Spanish vocabulary · Beginner
Skirt in Spanish: Falda, Pollera, and Regional Variations
Falda · noun · FAHL-dah
Skirt in Spanish is falda in most of the Spanish-speaking world. In Argentina and Uruguay, the everyday word is pollera. Both refer to the same garment, but using the wrong one can mark you as an outsider.
Two syllables: FAHL-dah. The stress is on the first syllable. Both vowels are open a sounds.
Esa falda roja te queda muy bien.
That red skirt looks great on you.
Skirt in Spanish: Quick Reference
Below are the most common Spanish words for skirt, with pronunciation and regional usage notes.
| Spanish | English | Pronunciation | Region / Register |
|---|---|---|---|
| falda | skirt | FAHL-dah | Default, widely understood |
| pollera | skirt | Argentina, Uruguay, and parts of the Southern Cone | |
| enagua | skirt | Central America (Costa Rica, Nicaragua) |
How Native Speakers Use Falda
Real example sentences across three contexts you'll actually run into.
Shopping for clothing
Estoy buscando una falda larga para la boda.
I'm looking for a long skirt for the wedding.
Falda is understood everywhere, making it a safe default when shopping.
Using the Argentine term
En Buenos Aires, las chicas dicen pollera, no falda.
In Buenos Aires, girls say pollera, not falda.
Pollera is the dominant term in Argentina and Uruguay; using falda there sounds bookish.
Describing a school uniform
El uniforme del colegio incluye una falda gris y una blusa blanca.
The school uniform includes a gray skirt and a white blouse.
School-uniform contexts are very common for this word across Latin America and Spain.
Avoid These Mistakes When Using Falda
Using falda to mean lap
Incorrect: El gato se sentó en mi falda. (meaning lap, in some regions)
Correct: El gato se sentó en mi regazo.
In some regions falda can informally mean lap, but regazo is the unambiguous, standard term. Using falda for lap may confuse listeners who only associate it with the garment.
Assuming pollera is understood everywhere
Incorrect: ¿Dónde compraste esa pollera? (in Mexico or Spain)
Correct: ¿Dónde compraste esa falda?
Pollera is specific to Argentina, Uruguay, and nearby areas. In Mexico or Spain, people may not immediately recognize it as meaning skirt.
Lock in Skirt Vocabulary with the Parrot Method
Why word lists alone don't stick
Memorizing a translation feels productive, but most learners forget 70% of what they studied within 48 hours. Vocabulary needs spaced repetition AND real-world exposure to transfer to long-term memory.
See Falda used by native speakers
Parrot's short-form videos feature native speakers using falda in real situations. Context-based exposure beats flashcards, you hear Esa falda roja te queda muy bien. while watching someone live the moment, connecting meaning, sound, and rhythm at once.
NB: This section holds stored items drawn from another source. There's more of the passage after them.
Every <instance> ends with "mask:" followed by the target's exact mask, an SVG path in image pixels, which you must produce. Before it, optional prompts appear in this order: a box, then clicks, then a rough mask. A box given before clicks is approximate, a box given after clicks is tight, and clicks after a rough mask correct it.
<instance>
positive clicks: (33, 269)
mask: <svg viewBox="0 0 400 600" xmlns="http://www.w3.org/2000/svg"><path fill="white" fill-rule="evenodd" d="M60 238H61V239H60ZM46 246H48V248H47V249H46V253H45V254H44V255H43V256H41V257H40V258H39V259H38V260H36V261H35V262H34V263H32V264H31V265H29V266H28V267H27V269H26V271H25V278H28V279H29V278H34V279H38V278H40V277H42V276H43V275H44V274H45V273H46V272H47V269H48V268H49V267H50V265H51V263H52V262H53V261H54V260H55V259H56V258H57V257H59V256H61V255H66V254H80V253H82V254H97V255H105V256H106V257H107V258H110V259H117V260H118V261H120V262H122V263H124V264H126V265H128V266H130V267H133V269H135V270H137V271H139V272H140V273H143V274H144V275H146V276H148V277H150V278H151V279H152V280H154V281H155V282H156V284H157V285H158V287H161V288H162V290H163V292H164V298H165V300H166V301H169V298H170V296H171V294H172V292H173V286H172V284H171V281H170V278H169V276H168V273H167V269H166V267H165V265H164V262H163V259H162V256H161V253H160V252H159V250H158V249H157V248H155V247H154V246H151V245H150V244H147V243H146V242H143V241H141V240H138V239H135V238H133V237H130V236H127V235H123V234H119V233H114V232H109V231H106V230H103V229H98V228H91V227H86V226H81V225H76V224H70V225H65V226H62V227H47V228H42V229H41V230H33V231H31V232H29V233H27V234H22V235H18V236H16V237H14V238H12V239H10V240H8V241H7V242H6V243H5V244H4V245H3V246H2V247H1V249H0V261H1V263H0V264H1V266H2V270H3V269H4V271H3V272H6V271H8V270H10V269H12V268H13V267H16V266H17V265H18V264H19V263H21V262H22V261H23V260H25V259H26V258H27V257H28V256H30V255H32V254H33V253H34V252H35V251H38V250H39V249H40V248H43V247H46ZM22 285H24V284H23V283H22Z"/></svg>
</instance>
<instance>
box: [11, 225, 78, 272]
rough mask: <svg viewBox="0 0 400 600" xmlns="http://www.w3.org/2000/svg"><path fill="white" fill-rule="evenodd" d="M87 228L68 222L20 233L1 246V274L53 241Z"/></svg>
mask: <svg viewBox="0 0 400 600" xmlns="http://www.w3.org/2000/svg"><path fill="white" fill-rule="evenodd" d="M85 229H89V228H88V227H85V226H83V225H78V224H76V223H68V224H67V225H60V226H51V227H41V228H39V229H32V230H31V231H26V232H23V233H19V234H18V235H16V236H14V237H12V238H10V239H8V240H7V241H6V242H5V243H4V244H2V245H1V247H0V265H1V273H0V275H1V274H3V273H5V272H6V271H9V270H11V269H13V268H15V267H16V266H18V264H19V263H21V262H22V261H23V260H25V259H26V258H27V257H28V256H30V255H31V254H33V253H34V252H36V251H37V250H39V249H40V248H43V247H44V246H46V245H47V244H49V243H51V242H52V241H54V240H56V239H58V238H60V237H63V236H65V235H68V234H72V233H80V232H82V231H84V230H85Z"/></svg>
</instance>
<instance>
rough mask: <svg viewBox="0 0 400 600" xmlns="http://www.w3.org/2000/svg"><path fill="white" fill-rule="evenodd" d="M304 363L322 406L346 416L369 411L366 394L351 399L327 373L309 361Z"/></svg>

Save, review, repeat, stay consistent
Tap any word to save it. Parrot's spaced-repetition system surfaces it right before you'd forget, no manual flashcard creation. The watch, parrot back, save, review cycle turns recognition into fluency at 2.7x the speed of traditional study.
Common Questions About Skirt in Spanish
- How do you say skirt in Spanish?
- In most countries, skirt is falda (FAHL-dah). In Argentina and Uruguay, the everyday word is pollera (poh-YEH-rah).
- What is the difference between falda and pollera?
- They mean the same thing — skirt. Falda is used in Spain, Mexico, Colombia, and most of Latin America. Pollera is the standard term in Argentina, Uruguay, and parts of Chile, Bolivia, and Paraguay.
- How do you say 'miniskirt' in Spanish?
- A miniskirt is minifalda. In Argentina, you may also hear minipollera, though minifalda is understood everywhere.